El emperador notaba entrar por las ventanas el insoportable silencio de Roma. Acariciándolo, las manos de Milonia intentaban desprender de su piel las tremendas sensaciones de la noche; la tibieza de su suave cuerpo se adhería a su costado. «Las mujeres -pensó él- no saben lo importantes que son sus manos para un hombre.» Hubiera querido decírselo, casi como una súplica, pero se calló. Y sentía el recorrido de las caricias, una tras otra, la única relación físicamente humana que le quedaba.

De repente pensó que haber leído en público los documentos secretos de Tiberio había sido un error irreparable. El pensamiento le invadió el cerebro con una claridad absoluta. «Debía haberlos escondido, cogido a los culpables de uno en uno, en silencio. El arte con el que Tiberio destruyó a los populares.» Pero al cabo de un momento se dijo que no habría podido, porque los senadores habían aprobado aquellos asesinatos legales con mayorías arrolladoras. «¿A quién hubiera tenido que matar y a quién no?»

Las caricias se transformaron en molestia. Casi enseguida notó que las manos de ella se apartaban y le extendían sobre el cuerpo una manta ligera. No se movió. En cualquier caso, el error era irreparable. Todos los que aquel día oyeron su nombre no se tranquilizarían jamás. «Un error mayúsculo, fruto de la juventud. Creía que mi dolor, mi necesidad de justicia, mi estúpido perdón arrastrarían a los senadores.
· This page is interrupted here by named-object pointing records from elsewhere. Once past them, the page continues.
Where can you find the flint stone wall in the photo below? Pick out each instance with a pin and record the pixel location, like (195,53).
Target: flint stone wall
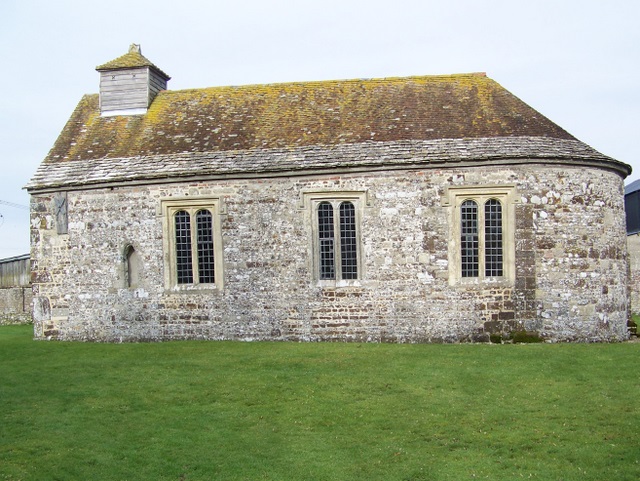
(633,245)
(570,262)
(15,305)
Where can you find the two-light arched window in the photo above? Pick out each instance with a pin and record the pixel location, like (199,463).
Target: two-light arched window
(193,243)
(194,256)
(482,246)
(337,246)
(481,239)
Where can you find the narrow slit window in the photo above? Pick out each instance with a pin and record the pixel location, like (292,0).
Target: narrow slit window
(184,269)
(204,223)
(469,239)
(493,238)
(348,246)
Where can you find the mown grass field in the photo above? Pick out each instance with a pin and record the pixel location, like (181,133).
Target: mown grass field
(288,411)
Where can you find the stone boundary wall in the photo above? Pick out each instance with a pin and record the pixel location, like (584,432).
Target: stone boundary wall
(15,305)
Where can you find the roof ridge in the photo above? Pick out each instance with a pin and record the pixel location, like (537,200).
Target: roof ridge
(387,80)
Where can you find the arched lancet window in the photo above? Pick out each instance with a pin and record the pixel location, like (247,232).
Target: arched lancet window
(326,241)
(337,257)
(469,238)
(184,256)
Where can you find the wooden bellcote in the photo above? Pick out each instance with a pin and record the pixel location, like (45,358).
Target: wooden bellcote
(129,84)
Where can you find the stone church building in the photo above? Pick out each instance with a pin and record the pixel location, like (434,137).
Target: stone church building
(418,209)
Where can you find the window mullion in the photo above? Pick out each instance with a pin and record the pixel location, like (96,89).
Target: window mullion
(337,238)
(194,246)
(481,239)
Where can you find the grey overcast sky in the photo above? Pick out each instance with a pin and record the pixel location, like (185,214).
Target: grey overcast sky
(575,61)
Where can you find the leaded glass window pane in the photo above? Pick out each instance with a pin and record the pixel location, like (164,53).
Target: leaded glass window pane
(493,256)
(326,240)
(348,248)
(469,238)
(204,225)
(184,269)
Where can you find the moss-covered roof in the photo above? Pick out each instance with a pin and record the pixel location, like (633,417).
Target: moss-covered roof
(304,114)
(132,59)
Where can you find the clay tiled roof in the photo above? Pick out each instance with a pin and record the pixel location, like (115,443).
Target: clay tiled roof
(298,114)
(364,157)
(309,127)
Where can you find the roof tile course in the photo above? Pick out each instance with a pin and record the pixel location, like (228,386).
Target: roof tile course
(297,114)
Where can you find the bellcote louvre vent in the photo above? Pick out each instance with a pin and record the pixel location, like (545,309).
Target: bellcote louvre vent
(129,84)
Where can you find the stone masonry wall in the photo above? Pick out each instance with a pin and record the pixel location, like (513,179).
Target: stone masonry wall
(15,305)
(570,274)
(633,245)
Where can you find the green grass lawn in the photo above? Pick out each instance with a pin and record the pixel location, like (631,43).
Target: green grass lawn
(288,411)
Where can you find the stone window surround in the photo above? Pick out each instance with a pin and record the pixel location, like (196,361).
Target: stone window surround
(309,201)
(452,199)
(168,208)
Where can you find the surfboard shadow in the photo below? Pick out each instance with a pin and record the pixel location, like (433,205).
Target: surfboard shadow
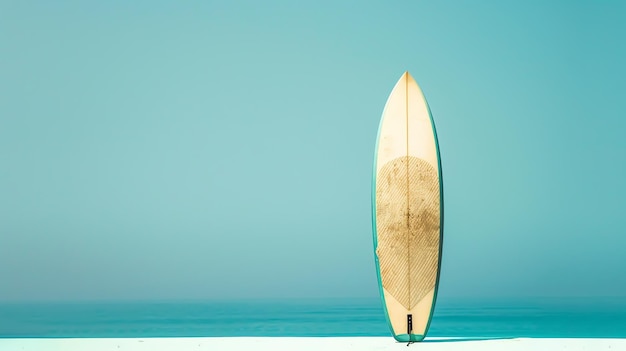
(465,339)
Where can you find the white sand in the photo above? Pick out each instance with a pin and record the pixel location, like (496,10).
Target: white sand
(317,344)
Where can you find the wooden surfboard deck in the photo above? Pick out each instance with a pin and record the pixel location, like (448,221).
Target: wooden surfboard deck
(407,203)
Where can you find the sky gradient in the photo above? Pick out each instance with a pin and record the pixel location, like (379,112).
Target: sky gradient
(200,150)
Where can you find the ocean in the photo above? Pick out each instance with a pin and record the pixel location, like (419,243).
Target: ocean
(552,317)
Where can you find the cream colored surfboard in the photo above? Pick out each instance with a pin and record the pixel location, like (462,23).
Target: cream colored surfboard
(407,198)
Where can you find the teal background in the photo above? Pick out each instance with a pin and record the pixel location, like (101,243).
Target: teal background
(191,150)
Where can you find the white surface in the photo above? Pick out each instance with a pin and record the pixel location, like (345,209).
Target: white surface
(321,344)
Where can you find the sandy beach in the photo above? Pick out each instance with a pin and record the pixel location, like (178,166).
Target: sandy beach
(306,344)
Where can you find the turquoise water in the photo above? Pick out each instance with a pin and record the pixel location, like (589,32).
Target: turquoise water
(329,317)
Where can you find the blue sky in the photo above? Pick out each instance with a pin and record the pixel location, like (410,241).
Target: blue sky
(191,150)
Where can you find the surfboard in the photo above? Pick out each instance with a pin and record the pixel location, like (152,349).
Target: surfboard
(407,211)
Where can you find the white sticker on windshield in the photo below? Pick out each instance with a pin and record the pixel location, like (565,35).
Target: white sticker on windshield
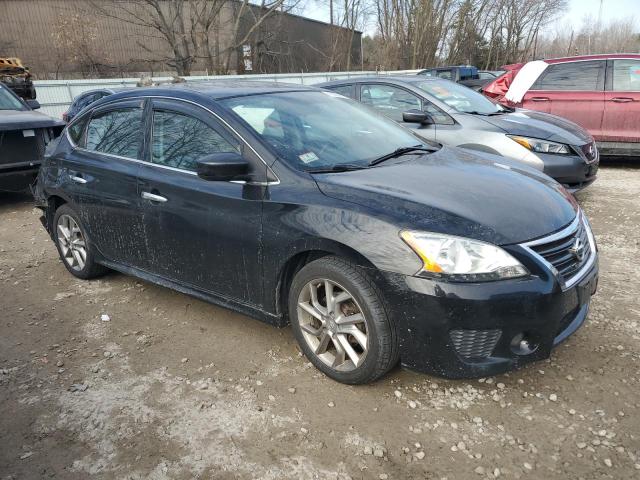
(308,157)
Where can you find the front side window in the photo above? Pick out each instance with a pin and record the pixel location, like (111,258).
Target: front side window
(346,90)
(461,98)
(180,140)
(9,102)
(76,130)
(315,130)
(626,75)
(389,100)
(575,76)
(116,132)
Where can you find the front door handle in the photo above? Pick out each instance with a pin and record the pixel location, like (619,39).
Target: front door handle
(78,179)
(153,197)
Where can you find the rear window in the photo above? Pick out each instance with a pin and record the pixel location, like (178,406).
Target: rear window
(575,76)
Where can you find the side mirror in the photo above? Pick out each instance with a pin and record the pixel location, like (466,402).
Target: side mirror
(417,116)
(222,167)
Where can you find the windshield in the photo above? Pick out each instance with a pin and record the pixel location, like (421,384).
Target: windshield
(8,101)
(320,130)
(461,98)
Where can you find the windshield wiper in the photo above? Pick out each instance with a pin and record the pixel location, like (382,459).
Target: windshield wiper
(345,167)
(398,152)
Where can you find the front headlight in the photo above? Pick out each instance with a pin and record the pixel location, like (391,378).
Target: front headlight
(541,146)
(462,259)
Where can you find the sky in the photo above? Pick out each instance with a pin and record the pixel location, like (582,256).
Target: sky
(611,10)
(574,16)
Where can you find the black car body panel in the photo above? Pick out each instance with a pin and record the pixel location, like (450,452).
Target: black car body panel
(24,135)
(435,191)
(237,244)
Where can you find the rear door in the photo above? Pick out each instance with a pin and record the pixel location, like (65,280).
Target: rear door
(621,121)
(203,234)
(573,90)
(100,176)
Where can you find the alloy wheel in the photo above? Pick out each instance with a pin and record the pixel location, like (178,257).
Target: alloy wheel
(333,324)
(72,243)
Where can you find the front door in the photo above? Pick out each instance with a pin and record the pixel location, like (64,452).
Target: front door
(203,234)
(101,175)
(392,101)
(621,121)
(572,90)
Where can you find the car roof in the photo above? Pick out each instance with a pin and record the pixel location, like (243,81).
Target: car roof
(216,90)
(384,78)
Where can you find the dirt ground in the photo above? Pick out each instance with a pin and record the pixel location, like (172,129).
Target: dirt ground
(173,388)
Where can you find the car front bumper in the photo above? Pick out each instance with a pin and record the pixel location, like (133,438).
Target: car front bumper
(570,170)
(458,330)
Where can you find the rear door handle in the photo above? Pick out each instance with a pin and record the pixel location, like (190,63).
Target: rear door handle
(153,197)
(622,99)
(78,179)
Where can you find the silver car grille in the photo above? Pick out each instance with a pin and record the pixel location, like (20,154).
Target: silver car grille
(569,253)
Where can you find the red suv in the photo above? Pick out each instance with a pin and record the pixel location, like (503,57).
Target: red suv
(599,92)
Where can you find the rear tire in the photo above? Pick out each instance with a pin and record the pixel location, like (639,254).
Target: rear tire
(75,250)
(338,318)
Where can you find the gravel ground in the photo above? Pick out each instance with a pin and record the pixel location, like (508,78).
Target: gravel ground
(117,378)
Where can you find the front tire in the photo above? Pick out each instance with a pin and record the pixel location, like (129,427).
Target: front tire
(76,252)
(338,318)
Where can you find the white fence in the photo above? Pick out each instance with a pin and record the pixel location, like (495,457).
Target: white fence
(56,95)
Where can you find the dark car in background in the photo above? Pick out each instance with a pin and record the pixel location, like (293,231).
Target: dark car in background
(24,135)
(84,100)
(599,92)
(455,115)
(467,75)
(295,205)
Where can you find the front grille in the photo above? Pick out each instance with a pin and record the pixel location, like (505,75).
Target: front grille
(474,343)
(569,253)
(590,152)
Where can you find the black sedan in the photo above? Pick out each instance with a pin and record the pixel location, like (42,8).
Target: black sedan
(24,135)
(297,206)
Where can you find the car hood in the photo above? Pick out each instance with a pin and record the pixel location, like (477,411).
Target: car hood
(541,125)
(456,192)
(26,119)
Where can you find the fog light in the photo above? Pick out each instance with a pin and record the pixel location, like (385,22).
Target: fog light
(522,344)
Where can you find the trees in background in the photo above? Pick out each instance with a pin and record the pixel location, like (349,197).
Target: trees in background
(212,31)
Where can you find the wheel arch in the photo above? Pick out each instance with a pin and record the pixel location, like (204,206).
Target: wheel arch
(301,256)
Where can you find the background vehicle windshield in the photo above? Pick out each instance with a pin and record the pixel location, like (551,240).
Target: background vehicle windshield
(316,130)
(461,98)
(8,101)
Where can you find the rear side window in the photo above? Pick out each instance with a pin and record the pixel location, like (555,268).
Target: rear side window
(389,100)
(626,75)
(346,90)
(179,140)
(576,76)
(76,130)
(116,132)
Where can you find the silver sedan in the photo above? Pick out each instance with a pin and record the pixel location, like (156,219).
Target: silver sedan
(452,114)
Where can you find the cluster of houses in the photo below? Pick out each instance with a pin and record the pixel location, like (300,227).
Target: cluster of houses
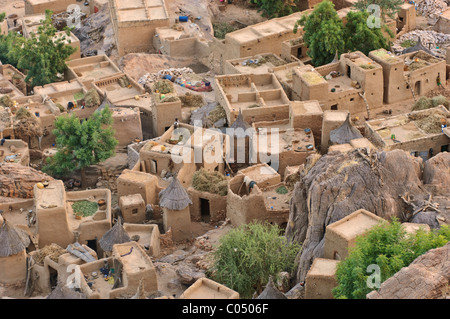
(279,111)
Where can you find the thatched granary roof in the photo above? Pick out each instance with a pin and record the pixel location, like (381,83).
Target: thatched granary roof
(116,235)
(104,103)
(271,292)
(174,197)
(240,124)
(63,292)
(12,240)
(344,133)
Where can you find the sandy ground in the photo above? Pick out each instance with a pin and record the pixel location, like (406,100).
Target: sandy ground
(12,6)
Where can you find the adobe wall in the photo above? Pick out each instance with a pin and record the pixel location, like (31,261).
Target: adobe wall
(137,37)
(424,144)
(138,183)
(180,223)
(321,279)
(217,205)
(164,115)
(151,234)
(242,210)
(442,25)
(96,226)
(127,127)
(57,6)
(13,268)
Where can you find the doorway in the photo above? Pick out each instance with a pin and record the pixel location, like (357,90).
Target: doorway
(205,210)
(417,88)
(92,244)
(53,277)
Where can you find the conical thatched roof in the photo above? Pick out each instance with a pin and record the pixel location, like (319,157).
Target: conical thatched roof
(240,124)
(63,292)
(344,133)
(174,197)
(271,292)
(116,235)
(418,47)
(104,103)
(12,240)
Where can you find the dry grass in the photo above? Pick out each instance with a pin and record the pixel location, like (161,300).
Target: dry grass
(212,182)
(313,78)
(53,251)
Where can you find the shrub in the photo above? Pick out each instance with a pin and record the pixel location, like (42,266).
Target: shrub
(439,100)
(212,182)
(422,103)
(249,254)
(390,247)
(85,208)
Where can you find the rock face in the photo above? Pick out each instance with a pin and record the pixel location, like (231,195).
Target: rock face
(427,277)
(341,183)
(436,173)
(17,180)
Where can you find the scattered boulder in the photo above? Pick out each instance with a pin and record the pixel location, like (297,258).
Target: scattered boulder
(339,184)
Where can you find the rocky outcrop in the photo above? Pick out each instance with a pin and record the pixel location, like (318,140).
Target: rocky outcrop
(427,277)
(436,174)
(17,180)
(341,183)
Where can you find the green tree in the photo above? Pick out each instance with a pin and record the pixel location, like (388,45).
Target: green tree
(388,8)
(359,37)
(44,53)
(249,254)
(7,56)
(390,247)
(81,143)
(276,8)
(323,33)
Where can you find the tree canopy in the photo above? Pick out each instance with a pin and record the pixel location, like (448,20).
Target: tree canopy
(388,8)
(43,55)
(388,246)
(323,33)
(81,143)
(276,8)
(359,37)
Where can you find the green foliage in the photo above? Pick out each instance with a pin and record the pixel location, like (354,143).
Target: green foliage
(249,254)
(388,246)
(43,54)
(276,8)
(359,37)
(323,33)
(422,103)
(6,48)
(85,208)
(81,144)
(439,100)
(408,43)
(282,190)
(388,8)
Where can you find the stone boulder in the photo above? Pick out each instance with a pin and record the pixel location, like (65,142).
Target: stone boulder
(17,181)
(427,277)
(338,184)
(436,174)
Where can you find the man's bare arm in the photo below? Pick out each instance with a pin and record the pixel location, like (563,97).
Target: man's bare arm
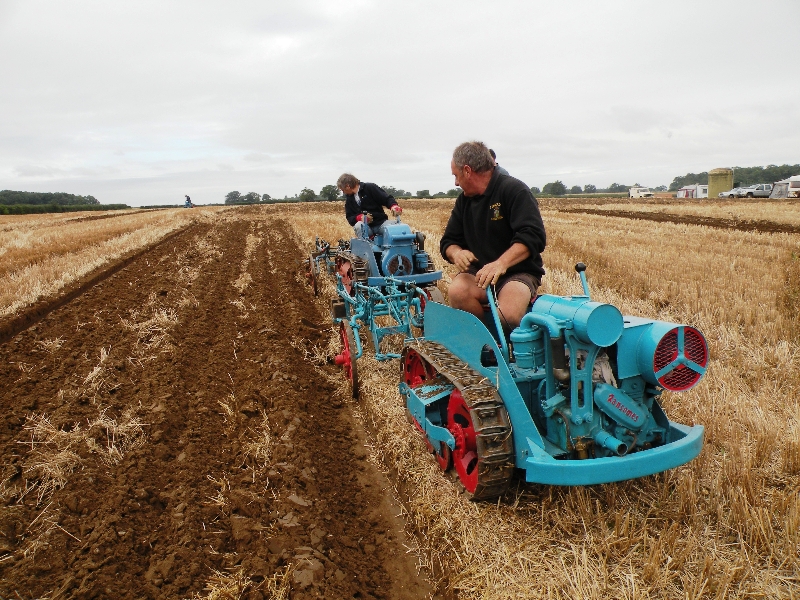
(460,257)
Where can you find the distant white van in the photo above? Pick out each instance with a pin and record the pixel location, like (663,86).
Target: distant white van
(786,188)
(637,192)
(697,190)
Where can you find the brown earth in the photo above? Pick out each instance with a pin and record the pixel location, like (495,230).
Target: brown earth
(738,224)
(172,429)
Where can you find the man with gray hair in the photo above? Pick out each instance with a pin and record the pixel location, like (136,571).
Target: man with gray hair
(495,236)
(361,197)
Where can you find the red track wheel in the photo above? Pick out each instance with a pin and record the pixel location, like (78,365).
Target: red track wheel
(347,358)
(345,269)
(313,274)
(465,456)
(415,368)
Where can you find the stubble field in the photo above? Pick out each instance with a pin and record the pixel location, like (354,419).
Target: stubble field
(175,429)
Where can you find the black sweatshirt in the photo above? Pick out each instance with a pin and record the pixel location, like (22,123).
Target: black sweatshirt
(487,225)
(373,199)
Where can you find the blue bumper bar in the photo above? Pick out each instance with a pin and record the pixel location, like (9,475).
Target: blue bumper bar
(540,467)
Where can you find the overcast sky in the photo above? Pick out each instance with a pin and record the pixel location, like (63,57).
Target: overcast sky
(143,102)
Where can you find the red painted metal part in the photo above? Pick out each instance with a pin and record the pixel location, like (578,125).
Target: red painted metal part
(465,455)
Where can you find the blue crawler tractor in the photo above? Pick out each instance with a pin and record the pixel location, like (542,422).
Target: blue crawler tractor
(573,401)
(383,283)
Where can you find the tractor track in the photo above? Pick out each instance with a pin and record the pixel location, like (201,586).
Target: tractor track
(719,223)
(250,468)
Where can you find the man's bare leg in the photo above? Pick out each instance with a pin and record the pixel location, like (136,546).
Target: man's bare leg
(466,295)
(513,301)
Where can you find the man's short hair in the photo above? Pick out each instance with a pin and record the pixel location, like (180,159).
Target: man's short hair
(474,154)
(347,180)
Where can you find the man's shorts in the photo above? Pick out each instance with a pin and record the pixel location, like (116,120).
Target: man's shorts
(531,281)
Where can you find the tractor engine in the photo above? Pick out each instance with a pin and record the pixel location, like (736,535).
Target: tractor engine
(399,255)
(603,374)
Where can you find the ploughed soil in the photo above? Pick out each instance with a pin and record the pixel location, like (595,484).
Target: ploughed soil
(173,431)
(720,223)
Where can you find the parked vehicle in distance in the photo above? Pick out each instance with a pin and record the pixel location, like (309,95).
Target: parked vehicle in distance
(757,190)
(696,190)
(734,193)
(786,188)
(639,192)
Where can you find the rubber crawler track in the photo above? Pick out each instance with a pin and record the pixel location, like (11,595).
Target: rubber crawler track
(28,317)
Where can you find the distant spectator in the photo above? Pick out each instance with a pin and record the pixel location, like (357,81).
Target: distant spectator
(497,167)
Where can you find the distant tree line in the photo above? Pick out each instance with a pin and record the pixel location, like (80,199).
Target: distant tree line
(9,197)
(328,193)
(559,188)
(742,176)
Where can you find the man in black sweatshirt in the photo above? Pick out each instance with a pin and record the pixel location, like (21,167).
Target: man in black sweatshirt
(495,236)
(361,197)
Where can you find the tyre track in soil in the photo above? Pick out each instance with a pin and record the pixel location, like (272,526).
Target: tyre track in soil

Pero los dolores ajenos solo producen mie do de la venganza o fastidio por tener que intervenir.» Errores que llevaban a quién sabe dónde, como las olas del mar avanzan al azar. Después de aquel torpe complot en la Galia, Galba había dicho: «Los estúpidos se eliminan solos». Sin embargo, mientras él reía, los supervivientes habían sustituido en silencio a los caídos. Era el mito de la hidra: las cabezas volvían a nacer más deprisa de lo que era posible cortarlas. El Senado era el cuerpo blando, temeroso, traidor y letárgico de un animal indefinible que todas las mañanas iba a agazaparse a la Curia y de vez en cuando, insatisfecho, atacaba a muerte.

También el sagaz Calixto había caído en ese error. «Pero, en su caso, ¿fue de verdad un error?» En realidad, desde aquel momento Calixto se había convertido en el intermediario omnipotente -el único en todo el imperio- entre los culpables, aterrorizados y suplicantes, y la ira del emperador.

«¿Cómo gestionaron el poder los hombres que estuvieron aquí antes que yo, julio César, Augusto, Marco. Antonio, Tiberio, y aquella única mujer, una leona entre todos aquellos tigres, Cleopatra?»

Augusto había conseguido mantener apaciguada a la hidra de seiscientas cabezas durante más de cuarenta años. Había construido a su alrededor una fortaleza invisible: leyes, ordenamientos, concesiones, prohibiciones, alianzas, garantías, controles. Todo eso se convertiría, durante siglos, en la más alta escuela de gobierno. Y en toda la historia nadie personificaría la trascendente y espiritual inexorabilidad del poder como sus serenos retratos, en los que desde ningún punto se consigue encontrar realmente su mirada. ¿A quién había buscado como consejeros? A esos pocos amigos personales y sin poder que Roma llamaba «el grupo de los veinte». Pero en toda su vida, al final, solo a dos: Marco Agripa y la terrible Livia.